After another stint back in London, Barrett moved to New York in the early 1990s. In 1996, Barrett was chosen to open his own salon at the Bergdorf Goodman Building. This penthouse space—formerly the famous Goodman apartment—offers views of Central Park. The interior of the salon was designed by David Collins.

== John Barrett Salon ==
In 2011, Barrett launched a service called the Braid Bar in the salon, later renamed as Barrett's Braids. It is for clients that want to have their hair braided. John Barrett was the first salon to introduce the concept of a braid bar in 2011 and received a lot of media coverage for it. Three editors from the People magazine went to the braid bar in 2013 and reviewed that, "The three of us got so many compliments that it made the cost seem totally worth it." "If you’re stuck in a hair rut, a braid bar is the place for you. John Barrett Salon will have you ready for a girls’ night out in no time!" wrote Latina magazine.

A ponytail bar has also opened in the salon. The ponytail bar has also been reviewed by multiple media outlets.

In 2020, the salon filed for Chapter 11 bankruptcy.

== John Barrett Brand ==
John Barrett also manufacturers and markets a collection of hair care products.

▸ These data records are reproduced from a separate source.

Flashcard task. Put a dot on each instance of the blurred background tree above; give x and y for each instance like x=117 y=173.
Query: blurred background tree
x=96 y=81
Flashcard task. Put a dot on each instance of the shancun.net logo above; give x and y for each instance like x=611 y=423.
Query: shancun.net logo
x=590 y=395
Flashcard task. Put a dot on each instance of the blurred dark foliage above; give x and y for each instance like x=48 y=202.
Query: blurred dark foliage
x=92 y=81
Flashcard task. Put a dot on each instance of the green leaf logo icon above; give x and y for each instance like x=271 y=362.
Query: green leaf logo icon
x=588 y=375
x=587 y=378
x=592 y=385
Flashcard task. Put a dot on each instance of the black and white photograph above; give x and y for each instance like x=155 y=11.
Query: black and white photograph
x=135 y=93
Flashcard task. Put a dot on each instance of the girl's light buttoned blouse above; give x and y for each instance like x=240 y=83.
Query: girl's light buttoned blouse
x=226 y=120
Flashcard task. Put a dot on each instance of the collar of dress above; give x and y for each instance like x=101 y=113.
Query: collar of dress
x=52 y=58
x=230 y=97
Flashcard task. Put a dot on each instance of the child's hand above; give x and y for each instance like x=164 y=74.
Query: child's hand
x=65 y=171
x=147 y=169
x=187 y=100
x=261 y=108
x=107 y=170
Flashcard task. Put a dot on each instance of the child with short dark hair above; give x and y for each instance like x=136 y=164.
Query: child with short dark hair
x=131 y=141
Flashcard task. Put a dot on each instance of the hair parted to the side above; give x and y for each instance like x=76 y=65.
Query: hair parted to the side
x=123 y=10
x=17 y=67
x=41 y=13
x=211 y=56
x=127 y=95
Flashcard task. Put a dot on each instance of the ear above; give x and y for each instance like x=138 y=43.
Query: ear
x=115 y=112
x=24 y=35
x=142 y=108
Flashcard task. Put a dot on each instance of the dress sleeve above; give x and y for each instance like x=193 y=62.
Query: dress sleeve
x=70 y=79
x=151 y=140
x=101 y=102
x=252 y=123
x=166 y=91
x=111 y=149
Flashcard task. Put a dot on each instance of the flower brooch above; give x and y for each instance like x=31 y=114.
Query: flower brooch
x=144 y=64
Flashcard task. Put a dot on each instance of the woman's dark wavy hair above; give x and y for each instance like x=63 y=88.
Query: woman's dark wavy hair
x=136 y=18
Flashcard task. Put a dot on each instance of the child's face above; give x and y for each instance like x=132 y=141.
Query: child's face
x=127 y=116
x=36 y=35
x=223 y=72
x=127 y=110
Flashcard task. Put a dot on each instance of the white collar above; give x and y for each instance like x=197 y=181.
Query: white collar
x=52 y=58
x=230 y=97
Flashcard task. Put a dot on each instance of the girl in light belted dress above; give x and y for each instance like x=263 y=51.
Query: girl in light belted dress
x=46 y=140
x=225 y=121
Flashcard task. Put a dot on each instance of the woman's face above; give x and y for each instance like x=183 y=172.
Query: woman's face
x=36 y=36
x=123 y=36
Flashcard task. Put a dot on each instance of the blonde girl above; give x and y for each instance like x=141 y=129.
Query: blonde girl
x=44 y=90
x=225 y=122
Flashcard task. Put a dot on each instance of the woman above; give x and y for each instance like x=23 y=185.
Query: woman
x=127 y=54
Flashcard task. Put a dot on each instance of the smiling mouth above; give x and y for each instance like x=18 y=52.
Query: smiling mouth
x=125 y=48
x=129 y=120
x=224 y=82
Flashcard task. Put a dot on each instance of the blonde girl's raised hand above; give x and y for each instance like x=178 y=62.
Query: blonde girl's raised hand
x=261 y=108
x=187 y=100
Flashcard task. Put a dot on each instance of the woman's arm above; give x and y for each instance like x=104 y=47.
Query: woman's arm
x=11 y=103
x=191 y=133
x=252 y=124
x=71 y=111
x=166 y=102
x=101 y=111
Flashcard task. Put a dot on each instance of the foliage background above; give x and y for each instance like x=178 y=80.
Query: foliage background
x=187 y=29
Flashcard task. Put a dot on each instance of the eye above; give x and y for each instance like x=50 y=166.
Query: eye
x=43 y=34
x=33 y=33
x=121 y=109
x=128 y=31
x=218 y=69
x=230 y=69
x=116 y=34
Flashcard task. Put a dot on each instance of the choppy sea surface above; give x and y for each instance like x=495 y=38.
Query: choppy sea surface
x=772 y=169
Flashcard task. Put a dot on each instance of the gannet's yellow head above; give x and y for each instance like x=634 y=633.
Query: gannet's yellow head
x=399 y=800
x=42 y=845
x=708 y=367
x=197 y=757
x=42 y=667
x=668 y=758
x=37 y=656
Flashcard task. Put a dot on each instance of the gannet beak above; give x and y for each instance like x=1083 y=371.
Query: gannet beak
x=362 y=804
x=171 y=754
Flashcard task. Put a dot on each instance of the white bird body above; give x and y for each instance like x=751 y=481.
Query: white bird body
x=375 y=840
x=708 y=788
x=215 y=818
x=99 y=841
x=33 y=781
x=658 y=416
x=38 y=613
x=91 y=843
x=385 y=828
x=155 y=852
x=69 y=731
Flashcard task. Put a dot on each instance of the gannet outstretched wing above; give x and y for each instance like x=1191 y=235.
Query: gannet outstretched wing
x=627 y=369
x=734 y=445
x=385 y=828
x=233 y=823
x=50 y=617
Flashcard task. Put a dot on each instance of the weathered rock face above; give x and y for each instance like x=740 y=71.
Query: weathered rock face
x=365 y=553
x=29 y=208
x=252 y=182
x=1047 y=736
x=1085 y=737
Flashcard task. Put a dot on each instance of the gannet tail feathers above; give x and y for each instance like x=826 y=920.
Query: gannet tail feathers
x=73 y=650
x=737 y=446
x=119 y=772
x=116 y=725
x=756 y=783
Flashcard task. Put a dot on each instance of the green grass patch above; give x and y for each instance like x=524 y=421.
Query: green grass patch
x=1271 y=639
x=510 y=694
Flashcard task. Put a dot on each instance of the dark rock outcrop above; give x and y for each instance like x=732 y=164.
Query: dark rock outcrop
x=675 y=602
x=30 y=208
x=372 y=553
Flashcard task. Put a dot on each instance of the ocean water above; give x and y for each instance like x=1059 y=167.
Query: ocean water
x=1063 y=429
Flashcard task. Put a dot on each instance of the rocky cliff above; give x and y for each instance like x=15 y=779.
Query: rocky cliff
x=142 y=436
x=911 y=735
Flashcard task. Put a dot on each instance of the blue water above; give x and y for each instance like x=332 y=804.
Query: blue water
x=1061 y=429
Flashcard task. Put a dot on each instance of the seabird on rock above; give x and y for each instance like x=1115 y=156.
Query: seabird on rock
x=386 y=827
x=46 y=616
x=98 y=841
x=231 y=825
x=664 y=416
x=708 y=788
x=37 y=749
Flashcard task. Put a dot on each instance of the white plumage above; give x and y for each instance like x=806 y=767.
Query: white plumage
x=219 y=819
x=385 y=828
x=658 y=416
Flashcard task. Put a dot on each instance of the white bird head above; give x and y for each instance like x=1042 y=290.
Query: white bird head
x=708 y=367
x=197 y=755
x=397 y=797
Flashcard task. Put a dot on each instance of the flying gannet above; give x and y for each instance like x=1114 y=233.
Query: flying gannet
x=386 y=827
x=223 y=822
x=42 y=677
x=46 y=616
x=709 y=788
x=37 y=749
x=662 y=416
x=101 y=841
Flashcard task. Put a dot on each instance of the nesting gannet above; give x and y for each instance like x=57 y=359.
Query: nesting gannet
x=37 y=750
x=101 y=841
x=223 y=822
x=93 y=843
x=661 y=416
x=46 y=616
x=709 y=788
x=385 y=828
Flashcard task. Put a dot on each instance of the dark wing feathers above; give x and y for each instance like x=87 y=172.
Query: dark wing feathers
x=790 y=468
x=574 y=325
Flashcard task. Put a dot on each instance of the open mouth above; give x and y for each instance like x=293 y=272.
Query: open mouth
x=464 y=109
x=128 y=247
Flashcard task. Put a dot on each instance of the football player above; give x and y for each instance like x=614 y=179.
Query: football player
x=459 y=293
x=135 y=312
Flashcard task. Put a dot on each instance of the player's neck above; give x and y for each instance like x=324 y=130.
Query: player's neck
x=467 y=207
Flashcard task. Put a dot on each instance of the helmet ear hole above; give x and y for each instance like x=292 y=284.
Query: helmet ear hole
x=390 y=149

John Barrett is also the author of "Hair," published in 2016 by Assouline.

== In the media ==
Isabella Behrens, fashion market editor at Vanity Fair visited the salon and wrote "the sophisticated staff makes you feel so incredibly at ease. You will never want to go anywhere else. Can you already tell I am a John Barrett junkie?” Vogue wrote about the salon that "Barrett’s stylists can do everything from the artfully undone (bringing to mind the fall Lanvin and Rag & Bone shows) to the intricate and impeccable."

In 2014, the Neroli Portofino pedicure at John Barrett was featured in Vogue's Guide to the Country's Best Pedicure Salons. It was also featured by W Magazine in Best Pedicure Destinations in New York City in 2014.